Is this a partisan issue? Not really. Zoning overhaul generally, and parking reform specifically, is a rare area where I’ve seen a remarkable coalition come together: Free-market conservatives and social-justice advocates concerned about housing as a human right; government-skeptical libertarians and planning officials who work for the government. There’s overwhelming agreement across the board that expensive mandated parking harms housing access, and therefore harms cities. The people who are against parking reform, for the most part, are people who, like me when I first stumbled across this issue, haven’t really thought about what the costs of mandated parking really are: it hurts housing, it hurts business, it hurts the poor, it hurts the environment (not just emissions, but parking-lot runoff is very polluting), it’s ugly, and it’s a terrible use of precious, scarce land. 

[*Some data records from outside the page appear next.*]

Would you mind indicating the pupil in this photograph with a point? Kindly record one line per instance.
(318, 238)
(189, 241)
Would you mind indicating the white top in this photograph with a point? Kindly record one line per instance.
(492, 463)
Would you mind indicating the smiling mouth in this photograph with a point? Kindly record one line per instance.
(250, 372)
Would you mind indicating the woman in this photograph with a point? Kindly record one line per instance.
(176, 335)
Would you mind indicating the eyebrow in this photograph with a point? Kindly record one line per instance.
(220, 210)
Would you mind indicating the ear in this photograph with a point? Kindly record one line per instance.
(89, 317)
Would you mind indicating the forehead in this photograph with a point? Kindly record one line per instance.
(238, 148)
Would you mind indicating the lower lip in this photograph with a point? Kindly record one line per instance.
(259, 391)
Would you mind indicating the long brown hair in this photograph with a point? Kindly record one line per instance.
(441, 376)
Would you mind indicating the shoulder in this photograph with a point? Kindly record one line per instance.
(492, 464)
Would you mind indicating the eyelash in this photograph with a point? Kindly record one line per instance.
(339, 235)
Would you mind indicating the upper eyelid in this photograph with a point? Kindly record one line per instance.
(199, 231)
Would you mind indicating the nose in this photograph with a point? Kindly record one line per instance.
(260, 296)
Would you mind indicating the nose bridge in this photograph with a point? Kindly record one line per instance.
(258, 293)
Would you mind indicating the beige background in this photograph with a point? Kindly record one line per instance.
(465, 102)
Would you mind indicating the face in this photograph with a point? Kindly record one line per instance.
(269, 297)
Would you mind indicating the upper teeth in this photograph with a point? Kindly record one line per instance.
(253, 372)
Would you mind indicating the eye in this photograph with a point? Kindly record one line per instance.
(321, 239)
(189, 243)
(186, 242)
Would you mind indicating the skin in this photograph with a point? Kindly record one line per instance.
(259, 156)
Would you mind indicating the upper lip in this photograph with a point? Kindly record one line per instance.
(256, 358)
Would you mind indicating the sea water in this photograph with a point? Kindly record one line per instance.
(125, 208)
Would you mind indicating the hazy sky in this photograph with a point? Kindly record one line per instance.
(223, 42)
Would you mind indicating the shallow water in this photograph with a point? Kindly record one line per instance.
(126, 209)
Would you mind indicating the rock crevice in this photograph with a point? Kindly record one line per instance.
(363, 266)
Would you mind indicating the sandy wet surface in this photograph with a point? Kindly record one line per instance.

 The final plea I am going to make, and this one is aimed at our County Council, is to consult our county’s founding policy guide: the Comprehensive Plan. The Comp Plan is not neutral on the question of parking: it’s in favor of reducing expensive parking mandates. We have other policy documents, too, like the 2019 Housing Study, that support reducing mandated parking. There will always be individuals who are against a thing, but the Comp Plan includes a community survey; it’s a reflection of what we, as a community, want for our future. This is our policy guide and where there’s any debate, the Comp Plan ought to solve it. If it doesn’t, you owe us an explanation why.